En dehors de ceux mentionnés ci-dessus, les symptômes de l’intolérance aux salicylates peuvent inclure fièvre, œdème du larynx et enrouement vocal, ballonnements, ulcères, diarrhée, colite, myocardite, péricardite, syndrome de Kounis, hyperactivité, irritabilité et, dans de rares cas, anaphylaxie. Les symptômes, qui s’expliquent par une surproduction de métabolites des leucotriènes, peuvent varier considérablement d’une personne à l’autre. Étant donné que peu de médecins sont formés pour détecter l’intolérance aux salicylates en dehors des réactions indésirables aux AINS, cette affection peut être particulièrement difficile à diagnostiquer. Une personne peut ne pas être diagnostiquée ou être mal diagnostiquée pendant plusieurs années. Pour aggraver les choses, les médicaments censés réduire les symptômes, comme le Pepto-Bismol (salicylate de bismuth) pour les troubles digestifs, peuvent considérablement exacerber le problème.
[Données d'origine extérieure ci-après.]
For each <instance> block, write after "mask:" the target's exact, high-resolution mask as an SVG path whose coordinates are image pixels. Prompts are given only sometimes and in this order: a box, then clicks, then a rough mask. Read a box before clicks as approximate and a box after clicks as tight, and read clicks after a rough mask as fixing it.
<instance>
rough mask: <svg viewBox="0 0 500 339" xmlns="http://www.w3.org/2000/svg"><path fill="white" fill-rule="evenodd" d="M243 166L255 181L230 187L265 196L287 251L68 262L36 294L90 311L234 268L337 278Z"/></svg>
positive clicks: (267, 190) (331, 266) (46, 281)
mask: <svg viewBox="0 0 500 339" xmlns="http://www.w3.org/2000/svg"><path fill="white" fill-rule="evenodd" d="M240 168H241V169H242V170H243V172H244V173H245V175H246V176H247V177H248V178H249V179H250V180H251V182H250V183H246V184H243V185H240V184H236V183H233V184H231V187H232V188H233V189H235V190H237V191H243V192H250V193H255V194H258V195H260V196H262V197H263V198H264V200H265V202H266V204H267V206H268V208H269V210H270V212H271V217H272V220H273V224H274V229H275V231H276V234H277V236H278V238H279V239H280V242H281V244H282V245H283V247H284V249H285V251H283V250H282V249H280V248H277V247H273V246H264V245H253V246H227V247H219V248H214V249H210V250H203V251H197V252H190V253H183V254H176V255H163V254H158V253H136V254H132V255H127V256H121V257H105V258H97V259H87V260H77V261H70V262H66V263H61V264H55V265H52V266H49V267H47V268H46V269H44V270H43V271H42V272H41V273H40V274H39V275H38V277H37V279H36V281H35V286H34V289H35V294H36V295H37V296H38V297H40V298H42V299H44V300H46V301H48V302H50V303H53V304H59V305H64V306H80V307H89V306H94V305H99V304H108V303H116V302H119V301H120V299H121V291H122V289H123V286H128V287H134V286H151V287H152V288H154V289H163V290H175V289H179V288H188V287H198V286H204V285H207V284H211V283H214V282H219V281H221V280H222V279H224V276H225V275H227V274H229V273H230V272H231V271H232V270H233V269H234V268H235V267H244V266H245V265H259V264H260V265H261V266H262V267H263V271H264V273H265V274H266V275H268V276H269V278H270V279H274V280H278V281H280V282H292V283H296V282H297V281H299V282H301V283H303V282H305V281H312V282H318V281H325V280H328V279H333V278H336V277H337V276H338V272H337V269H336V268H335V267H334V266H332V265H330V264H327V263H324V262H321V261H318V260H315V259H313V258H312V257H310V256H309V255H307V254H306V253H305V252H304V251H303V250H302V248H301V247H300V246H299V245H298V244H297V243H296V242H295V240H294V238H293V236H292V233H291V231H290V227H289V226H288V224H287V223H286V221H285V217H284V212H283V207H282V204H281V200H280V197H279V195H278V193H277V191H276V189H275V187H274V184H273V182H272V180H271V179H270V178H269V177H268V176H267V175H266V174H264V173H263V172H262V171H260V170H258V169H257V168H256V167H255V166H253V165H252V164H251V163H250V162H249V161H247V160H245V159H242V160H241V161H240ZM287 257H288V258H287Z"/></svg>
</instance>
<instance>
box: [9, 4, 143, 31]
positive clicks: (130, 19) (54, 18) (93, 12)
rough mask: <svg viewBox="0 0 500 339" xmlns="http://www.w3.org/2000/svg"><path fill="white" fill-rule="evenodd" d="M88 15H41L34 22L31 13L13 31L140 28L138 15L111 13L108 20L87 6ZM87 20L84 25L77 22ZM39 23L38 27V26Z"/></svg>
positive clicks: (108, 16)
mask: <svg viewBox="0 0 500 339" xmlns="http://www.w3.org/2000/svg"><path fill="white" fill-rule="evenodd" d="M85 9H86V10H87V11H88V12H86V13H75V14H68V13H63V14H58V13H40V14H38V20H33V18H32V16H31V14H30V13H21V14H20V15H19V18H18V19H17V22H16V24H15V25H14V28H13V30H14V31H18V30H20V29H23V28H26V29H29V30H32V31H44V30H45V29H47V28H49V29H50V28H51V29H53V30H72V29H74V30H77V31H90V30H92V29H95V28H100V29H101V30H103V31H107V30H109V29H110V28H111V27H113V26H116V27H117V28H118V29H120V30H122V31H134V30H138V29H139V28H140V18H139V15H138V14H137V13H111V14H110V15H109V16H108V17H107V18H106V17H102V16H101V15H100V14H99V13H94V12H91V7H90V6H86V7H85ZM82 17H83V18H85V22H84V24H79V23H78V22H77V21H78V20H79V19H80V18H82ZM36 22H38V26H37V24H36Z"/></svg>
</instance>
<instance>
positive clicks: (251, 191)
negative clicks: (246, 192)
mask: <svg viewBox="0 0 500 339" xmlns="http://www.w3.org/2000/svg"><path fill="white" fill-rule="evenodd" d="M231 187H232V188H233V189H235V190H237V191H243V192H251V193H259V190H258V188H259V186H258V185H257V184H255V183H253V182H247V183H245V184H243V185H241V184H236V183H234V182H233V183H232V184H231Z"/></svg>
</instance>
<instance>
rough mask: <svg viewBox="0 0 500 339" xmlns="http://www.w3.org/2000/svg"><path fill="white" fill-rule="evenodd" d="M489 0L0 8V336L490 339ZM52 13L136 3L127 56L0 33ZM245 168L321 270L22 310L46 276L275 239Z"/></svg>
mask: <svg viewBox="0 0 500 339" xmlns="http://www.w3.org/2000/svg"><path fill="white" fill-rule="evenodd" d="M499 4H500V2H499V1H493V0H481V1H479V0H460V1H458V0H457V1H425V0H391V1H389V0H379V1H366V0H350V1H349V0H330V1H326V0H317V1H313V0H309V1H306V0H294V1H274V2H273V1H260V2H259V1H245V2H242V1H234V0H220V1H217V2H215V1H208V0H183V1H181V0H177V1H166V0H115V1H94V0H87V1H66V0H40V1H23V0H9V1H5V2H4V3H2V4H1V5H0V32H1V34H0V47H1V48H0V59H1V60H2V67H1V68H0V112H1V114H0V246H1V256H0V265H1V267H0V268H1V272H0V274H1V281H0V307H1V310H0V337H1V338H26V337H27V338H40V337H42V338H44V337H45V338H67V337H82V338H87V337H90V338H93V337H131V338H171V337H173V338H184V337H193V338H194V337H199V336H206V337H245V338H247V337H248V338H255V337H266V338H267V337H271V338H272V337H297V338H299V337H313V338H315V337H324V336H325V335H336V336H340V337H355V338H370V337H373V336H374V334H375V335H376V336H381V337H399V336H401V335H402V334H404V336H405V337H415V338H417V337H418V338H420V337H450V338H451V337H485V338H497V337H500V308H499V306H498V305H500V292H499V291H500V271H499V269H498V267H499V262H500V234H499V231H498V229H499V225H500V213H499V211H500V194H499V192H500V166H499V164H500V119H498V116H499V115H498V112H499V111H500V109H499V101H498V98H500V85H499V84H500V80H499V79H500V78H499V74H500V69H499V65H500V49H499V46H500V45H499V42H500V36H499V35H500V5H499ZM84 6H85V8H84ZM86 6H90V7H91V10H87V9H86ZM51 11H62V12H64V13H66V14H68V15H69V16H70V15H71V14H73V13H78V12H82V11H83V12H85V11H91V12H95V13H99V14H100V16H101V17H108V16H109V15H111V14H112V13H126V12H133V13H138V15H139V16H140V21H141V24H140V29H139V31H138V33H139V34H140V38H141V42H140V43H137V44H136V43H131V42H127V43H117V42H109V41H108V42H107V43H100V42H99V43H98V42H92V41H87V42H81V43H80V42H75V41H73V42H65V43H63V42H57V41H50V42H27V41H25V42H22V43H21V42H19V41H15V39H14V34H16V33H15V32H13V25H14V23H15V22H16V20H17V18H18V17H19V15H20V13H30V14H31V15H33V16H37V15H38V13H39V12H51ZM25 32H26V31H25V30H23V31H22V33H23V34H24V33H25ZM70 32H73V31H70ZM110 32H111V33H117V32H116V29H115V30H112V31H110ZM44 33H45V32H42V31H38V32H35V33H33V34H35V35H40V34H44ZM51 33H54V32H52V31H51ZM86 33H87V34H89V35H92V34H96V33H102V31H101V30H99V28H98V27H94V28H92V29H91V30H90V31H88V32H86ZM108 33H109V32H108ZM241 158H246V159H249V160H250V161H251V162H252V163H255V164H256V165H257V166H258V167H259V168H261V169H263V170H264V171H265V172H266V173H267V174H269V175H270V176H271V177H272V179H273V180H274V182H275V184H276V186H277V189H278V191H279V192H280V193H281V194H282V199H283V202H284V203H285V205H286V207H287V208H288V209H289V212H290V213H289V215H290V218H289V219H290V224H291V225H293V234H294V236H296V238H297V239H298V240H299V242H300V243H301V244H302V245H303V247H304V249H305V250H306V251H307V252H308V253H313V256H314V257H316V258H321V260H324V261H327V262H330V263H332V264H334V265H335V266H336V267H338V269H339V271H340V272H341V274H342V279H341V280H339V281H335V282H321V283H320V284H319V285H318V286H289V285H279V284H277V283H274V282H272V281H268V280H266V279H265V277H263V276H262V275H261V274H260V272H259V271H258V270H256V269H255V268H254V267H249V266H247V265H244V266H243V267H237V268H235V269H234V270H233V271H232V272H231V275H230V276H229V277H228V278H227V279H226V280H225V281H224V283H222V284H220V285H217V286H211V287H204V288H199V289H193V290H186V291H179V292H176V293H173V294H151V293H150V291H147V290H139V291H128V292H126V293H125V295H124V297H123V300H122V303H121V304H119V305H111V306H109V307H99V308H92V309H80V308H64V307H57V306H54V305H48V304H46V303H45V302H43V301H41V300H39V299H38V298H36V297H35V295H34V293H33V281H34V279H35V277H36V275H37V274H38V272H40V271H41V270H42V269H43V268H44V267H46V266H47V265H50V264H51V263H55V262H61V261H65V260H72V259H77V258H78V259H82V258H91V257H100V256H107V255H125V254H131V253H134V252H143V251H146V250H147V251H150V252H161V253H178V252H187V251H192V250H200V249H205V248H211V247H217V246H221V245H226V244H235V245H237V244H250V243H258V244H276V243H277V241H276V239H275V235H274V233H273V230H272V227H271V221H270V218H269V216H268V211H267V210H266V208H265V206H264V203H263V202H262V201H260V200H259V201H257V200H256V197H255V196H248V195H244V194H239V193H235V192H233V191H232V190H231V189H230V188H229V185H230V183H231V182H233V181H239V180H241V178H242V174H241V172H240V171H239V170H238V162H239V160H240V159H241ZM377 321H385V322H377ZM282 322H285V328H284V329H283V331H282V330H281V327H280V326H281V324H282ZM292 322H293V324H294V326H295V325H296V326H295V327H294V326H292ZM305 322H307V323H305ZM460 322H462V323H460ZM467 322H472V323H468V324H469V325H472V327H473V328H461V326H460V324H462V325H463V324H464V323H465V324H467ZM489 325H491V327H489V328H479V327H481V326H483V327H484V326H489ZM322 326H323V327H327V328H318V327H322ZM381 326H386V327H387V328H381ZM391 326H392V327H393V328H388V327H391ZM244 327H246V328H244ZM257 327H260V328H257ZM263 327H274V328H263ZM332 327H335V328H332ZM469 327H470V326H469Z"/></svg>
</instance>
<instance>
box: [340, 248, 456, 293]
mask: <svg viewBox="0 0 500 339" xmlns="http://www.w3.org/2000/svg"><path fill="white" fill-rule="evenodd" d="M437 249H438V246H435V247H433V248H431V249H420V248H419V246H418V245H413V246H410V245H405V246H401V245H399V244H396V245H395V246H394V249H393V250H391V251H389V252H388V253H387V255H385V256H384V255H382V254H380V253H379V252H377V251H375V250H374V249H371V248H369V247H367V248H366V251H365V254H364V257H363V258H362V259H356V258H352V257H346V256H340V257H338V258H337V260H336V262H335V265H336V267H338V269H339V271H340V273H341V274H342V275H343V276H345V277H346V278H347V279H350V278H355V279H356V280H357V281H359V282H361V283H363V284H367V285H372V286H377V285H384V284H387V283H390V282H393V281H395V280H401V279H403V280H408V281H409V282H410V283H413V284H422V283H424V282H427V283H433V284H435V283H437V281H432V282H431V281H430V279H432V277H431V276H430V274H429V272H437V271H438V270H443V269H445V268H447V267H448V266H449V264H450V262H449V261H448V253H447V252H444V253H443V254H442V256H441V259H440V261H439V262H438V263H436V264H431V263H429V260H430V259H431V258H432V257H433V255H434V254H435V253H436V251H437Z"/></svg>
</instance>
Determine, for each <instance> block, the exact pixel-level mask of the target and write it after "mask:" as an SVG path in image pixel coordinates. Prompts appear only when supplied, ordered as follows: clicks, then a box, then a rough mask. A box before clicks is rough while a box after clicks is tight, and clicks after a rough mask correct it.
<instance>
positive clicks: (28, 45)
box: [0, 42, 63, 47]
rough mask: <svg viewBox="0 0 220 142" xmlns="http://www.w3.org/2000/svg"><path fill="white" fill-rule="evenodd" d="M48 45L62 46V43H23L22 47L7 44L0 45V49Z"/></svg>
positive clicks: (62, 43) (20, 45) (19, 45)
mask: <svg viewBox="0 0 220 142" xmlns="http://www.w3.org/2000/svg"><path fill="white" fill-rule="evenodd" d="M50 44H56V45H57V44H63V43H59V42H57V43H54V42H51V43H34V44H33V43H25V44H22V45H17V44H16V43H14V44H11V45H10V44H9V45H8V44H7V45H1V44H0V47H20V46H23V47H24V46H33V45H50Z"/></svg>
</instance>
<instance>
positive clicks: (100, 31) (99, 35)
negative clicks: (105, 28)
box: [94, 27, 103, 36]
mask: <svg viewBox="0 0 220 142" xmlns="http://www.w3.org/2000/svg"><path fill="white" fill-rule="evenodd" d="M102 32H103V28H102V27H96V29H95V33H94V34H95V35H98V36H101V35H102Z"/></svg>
L’intolérance aux salicylates est rarement observée chez les enfants, et se présente généralement au milieu de l’âge adulte, ce qui indique un trouble acquis. Cela dit, certains polymorphismes génétiques ont été associés au métabolisme aberrant de l’acide salicylique, indiquant une possible prédisposition génétique également. L’intolérance aux salicylates semble être une maladie progressive, les réactions se développant graduellement sur une période de deux à quinze ans. La prévalence exacte n’est pas connue, mais on estime qu’elle représente 2 à 3 % de la population générale et environ 20 à 30 % des asthmatiques et des personnes souffrant d’urticaire idiopathique, selon Marek L. Kowalski du département d’immunologie, de rhumatologie et d’allergie de l’université médicale de Lodz, en Pologne, et Donald D. Stevenson de la division d’allergie et d’immunologie du Scripps Research Institute de San Diego. Pour mettre cela en perspective, l’intolérance aux salicylates serait plus fréquente que l’autisme.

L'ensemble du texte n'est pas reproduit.